Paul GAUGUIN | Washerwomen at Pont-Aven [Les lavandières à Pont-Aven]

France 1848 – French Polynesia 1903

Washerwomen at Pont-Aven
[Les lavandières à Pont-Aven]
oil on canvas
canvas 71.0 (h) x 90.0 (w) cm
Musée d'Orsay, Paris , Purchase 1965
© RMN (Musée d'Orsay) / Hervé Lewandowski

In 1885 Gauguin fled what he saw as the strictures of his life in Copenhagen with his Danish wife Mette and her family. Arriving back in Paris he hoped to be actively engaged as an artist, but very few financial prospects appeared. In August of that year he lamented:

I have no money, no house, no furniture—only a promise of work from Bouillot if he has any. If he has, I shall rent a little studio from him and work and sleep there. I shall buy whatever food I can afford. If I sell some pictures, I shall go next summer to an out of the way spot in Brittany to paint pictures and live economically. Brittany is still the cheapest place for living. When I get over the worst, if business looks up, and my talents get suitably rewarded, I shall think of settling down somewhere.1

The following year, in the summer months of July to October, he settled in Brittany, seeking refuge from his penury and hoping to focus more completely on his art in a more exotic location. It was here that he painted the present work. In it we find that the artist is still under the pre-Pointillist stylistic influence of Camille Pissarro who, along with Edgar Degas, had invited Gauguin to join the fourth Impressionist exhibition in Paris in 1879; he continued to exhibit with the group until their demise with the eighth exhibition in 1886. For Washerwomen at Pont-Aven, Gauguin’s brushstrokes are small and feathery and his outlines indistinct, with an emphasis instead on the immediate perception of motifs. The palette is lightened compared with his earlier Corot-inspired landscapes, and heightened with reds, oranges, blues and greens.

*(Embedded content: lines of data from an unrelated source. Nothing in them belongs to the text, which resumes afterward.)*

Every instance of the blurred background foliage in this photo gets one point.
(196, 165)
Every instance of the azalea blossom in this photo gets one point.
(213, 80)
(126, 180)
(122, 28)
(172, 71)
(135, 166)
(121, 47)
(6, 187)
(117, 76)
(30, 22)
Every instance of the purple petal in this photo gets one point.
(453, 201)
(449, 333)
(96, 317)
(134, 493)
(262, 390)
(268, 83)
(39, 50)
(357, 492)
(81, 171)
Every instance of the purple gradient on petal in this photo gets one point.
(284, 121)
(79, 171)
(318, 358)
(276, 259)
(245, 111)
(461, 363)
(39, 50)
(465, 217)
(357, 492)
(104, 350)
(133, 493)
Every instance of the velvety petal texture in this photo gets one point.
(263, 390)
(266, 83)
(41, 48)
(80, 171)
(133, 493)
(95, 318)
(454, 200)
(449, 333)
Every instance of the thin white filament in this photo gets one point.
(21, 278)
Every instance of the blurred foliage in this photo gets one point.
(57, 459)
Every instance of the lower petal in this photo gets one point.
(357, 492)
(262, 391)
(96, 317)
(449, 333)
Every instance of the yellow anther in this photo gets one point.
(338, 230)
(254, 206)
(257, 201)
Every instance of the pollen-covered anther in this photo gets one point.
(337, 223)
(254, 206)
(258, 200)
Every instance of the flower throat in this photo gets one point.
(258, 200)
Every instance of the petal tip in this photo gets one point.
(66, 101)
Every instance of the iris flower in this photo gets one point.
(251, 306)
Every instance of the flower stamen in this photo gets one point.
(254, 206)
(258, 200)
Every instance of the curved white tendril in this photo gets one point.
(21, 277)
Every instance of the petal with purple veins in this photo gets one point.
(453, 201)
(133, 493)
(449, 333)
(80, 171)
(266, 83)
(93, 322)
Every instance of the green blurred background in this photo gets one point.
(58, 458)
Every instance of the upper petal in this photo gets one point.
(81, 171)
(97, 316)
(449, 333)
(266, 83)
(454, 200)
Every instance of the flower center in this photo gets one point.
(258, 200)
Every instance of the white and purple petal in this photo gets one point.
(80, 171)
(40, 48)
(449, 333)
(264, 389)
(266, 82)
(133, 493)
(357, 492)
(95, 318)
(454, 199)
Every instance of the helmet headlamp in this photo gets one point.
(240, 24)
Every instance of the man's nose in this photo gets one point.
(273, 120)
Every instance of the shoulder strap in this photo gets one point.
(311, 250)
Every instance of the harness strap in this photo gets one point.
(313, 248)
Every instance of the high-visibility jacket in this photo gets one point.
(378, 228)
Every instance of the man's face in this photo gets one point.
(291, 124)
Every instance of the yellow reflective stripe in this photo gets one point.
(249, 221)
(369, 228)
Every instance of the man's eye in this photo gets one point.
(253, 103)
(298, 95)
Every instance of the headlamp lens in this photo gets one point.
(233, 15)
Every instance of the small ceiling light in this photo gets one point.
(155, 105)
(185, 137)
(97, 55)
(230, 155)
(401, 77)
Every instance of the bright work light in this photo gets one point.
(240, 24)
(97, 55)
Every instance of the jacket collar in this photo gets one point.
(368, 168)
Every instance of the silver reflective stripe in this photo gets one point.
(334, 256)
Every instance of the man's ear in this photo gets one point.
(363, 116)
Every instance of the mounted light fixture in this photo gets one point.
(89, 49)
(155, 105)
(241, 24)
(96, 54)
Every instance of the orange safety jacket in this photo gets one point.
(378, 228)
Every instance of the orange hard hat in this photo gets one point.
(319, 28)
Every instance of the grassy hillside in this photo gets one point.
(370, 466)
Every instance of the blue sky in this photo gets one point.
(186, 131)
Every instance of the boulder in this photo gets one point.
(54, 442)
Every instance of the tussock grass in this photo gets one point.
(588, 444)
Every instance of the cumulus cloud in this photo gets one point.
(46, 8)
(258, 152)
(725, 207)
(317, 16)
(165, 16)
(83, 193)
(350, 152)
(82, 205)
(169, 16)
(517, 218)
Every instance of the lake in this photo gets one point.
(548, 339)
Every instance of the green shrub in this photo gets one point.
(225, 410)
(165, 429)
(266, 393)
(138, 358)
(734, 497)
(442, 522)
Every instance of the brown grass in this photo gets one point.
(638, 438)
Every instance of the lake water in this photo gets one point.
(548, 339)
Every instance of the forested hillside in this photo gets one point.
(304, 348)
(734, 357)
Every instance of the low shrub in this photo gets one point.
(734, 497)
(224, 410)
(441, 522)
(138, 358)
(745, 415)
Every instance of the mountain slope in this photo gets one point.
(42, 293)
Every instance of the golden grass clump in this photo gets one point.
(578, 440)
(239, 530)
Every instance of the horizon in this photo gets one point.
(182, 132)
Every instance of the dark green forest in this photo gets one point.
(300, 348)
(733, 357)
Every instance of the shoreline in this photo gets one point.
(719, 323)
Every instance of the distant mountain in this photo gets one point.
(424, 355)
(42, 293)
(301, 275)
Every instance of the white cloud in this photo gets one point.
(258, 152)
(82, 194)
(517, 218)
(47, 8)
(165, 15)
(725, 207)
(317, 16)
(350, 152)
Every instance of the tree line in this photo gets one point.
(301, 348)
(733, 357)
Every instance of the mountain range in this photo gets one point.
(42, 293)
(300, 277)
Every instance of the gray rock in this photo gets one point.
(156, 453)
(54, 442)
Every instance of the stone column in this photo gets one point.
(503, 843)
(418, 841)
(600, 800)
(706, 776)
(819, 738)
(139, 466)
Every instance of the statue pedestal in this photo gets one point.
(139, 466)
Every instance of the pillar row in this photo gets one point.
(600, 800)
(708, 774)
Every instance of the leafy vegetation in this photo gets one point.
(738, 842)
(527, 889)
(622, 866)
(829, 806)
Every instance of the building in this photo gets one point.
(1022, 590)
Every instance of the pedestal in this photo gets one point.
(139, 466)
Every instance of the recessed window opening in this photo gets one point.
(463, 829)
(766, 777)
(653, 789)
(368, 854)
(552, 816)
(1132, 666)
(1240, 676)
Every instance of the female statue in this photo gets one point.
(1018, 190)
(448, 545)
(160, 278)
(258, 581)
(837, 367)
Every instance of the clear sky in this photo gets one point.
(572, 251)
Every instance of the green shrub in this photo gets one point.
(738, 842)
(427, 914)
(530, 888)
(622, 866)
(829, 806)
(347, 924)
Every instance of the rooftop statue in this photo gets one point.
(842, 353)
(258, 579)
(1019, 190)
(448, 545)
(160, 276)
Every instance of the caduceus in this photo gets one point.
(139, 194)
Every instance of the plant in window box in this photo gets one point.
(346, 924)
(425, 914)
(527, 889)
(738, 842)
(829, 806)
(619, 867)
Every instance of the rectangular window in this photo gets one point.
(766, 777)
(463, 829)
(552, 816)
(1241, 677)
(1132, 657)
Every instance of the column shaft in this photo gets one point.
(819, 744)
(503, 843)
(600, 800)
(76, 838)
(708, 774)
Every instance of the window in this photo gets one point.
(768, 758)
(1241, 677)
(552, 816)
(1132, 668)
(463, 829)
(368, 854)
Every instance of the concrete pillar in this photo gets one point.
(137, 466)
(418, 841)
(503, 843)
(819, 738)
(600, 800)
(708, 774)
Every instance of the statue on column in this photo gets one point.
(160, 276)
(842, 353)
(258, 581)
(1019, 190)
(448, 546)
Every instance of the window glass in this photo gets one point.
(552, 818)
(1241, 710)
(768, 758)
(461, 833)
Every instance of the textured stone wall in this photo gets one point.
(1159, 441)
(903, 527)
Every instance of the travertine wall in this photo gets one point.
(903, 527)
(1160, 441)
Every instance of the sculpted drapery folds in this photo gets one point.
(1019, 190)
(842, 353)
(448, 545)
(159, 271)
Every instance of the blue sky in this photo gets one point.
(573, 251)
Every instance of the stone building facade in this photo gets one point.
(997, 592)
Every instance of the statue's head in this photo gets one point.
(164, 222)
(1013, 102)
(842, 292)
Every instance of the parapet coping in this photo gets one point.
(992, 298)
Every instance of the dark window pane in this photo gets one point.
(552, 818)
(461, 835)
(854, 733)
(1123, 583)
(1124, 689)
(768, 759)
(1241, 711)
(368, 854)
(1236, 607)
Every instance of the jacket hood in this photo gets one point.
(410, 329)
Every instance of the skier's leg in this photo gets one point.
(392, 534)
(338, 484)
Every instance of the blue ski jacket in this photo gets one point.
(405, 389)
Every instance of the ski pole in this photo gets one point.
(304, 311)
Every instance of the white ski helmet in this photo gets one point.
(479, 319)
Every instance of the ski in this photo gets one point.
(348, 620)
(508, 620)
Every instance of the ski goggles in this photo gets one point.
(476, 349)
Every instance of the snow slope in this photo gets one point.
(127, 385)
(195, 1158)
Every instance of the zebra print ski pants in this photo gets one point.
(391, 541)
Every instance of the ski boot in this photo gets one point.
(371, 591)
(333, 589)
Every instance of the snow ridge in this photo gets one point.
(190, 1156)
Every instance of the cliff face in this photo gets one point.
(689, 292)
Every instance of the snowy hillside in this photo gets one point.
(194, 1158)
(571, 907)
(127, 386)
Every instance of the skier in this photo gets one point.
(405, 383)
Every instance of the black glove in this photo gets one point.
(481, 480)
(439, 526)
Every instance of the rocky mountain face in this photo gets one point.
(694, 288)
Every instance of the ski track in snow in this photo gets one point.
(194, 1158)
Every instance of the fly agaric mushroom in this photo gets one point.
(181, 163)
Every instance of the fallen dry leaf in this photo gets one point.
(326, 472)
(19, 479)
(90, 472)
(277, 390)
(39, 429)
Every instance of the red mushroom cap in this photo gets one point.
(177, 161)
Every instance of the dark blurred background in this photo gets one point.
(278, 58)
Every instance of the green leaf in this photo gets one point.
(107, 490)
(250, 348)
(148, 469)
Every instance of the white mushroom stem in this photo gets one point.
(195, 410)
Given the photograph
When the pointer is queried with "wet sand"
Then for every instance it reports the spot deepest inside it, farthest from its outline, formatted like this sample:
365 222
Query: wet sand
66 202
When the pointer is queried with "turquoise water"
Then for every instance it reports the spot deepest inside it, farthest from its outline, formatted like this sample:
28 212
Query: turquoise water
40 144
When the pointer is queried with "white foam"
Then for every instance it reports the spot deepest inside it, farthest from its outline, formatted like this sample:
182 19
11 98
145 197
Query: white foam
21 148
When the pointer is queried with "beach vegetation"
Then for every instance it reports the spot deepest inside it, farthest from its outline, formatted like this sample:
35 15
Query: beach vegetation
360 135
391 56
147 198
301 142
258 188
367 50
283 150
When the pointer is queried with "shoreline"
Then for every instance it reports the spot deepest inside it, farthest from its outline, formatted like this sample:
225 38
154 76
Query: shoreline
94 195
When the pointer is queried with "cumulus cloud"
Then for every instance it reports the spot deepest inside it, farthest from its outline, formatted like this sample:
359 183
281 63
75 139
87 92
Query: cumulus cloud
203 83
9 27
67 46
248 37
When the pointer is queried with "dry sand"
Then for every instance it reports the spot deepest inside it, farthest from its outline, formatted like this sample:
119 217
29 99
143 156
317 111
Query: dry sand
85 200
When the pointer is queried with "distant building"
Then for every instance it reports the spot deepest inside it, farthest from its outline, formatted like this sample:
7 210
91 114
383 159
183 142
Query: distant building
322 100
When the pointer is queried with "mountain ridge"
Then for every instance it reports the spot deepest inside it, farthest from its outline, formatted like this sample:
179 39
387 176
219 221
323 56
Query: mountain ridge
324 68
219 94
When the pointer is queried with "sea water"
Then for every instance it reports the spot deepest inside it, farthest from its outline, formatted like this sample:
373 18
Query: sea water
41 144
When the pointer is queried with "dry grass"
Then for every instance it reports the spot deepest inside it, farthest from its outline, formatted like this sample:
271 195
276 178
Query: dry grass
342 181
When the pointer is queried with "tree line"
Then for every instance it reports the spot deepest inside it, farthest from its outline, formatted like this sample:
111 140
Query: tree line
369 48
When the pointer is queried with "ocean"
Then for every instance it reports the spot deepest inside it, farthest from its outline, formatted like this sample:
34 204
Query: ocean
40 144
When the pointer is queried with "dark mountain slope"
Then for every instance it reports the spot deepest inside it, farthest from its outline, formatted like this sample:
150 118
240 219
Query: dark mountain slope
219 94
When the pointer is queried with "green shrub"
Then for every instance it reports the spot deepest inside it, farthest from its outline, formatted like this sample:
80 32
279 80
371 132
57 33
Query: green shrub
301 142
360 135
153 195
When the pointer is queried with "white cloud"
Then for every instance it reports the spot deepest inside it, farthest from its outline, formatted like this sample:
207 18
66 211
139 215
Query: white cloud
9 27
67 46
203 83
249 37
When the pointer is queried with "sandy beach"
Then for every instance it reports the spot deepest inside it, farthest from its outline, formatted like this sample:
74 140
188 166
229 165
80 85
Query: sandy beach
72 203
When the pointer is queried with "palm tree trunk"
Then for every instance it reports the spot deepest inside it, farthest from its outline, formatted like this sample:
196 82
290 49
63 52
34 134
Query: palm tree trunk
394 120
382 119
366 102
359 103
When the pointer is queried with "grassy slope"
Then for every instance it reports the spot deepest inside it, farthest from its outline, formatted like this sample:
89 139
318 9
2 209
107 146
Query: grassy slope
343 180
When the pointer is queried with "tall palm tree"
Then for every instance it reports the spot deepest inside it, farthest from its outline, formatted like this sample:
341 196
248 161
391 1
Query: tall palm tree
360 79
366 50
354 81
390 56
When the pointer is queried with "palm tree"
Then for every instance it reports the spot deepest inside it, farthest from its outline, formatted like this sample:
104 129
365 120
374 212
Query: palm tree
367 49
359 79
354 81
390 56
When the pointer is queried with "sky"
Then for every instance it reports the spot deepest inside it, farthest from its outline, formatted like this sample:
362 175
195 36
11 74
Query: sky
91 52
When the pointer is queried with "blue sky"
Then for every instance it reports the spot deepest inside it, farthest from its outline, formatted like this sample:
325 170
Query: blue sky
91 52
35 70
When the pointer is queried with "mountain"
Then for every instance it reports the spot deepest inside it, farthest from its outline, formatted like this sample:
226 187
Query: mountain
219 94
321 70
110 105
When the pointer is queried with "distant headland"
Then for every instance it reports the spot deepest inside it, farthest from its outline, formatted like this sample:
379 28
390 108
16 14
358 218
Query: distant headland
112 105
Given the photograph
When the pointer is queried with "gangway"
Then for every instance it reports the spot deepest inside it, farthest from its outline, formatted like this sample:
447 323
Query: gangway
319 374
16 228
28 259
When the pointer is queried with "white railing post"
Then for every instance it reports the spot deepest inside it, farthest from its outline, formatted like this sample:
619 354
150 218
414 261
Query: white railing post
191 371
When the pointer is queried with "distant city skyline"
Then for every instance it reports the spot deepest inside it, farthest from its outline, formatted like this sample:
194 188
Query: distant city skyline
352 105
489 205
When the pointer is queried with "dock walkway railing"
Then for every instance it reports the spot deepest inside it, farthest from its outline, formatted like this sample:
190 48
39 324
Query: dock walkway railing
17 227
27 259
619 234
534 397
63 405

The location depicted is the old Saint-Guéolé Mill owned by the Simonou family of Pont-Aven. The focus, however, is not on the women themselves, but on their surrounds—the house, mill, barn and stable nestling amongst the trees, with a cloud-filled sky above. Gauguin has also included a sailing boat on the water. The figures of the washerwomen are derived from sketches the artist made in his notebooks of this period. The overall forms, composed with loose brushwork, suggest the wildness of the location, something Gauguin was later to recall in a letter to his friend the artist Emile Schuffenecker, when he wrote: ‘I like Brittany, it is savage and primitive. The flat sound of my wooden clogs on the cobblestones, deep, hollow and powerful, is the note I seek in my painting.’2

Jane Kinsman

Text © National Gallery of Australia, Canberra 2009
From Masterpieces from Paris: Van Gogh, Cézanne, Gauguin and beyond Post-Impressionism from the Musée d'Orsay exhibition book, National Gallery of Australia, Canberra 2009

  1. Letter to Mette, 19 August 1885, letter 24, Maurice Malingue (ed.), Paul Gauguin: letters to his wife and friends, London: Saturn Press 1946, pp. 48–49. His former landlord Jules Bouillot was a sculptor who taught Gauguin techniques.
  2. February or early March 1888, letter 141, in Victor Merlhès (ed.), Correspondance de Paul Gauguin, Paris: Foundation Singer-Polignac 1984, quoted in Richard Brettel, Françoise Cachin, Claire Frèches-Thory et al., The art of Paul Gauguin, Washington D.C.: National Gallery of Art; Chicago: Art Institute of Chicago 1988, p. 55.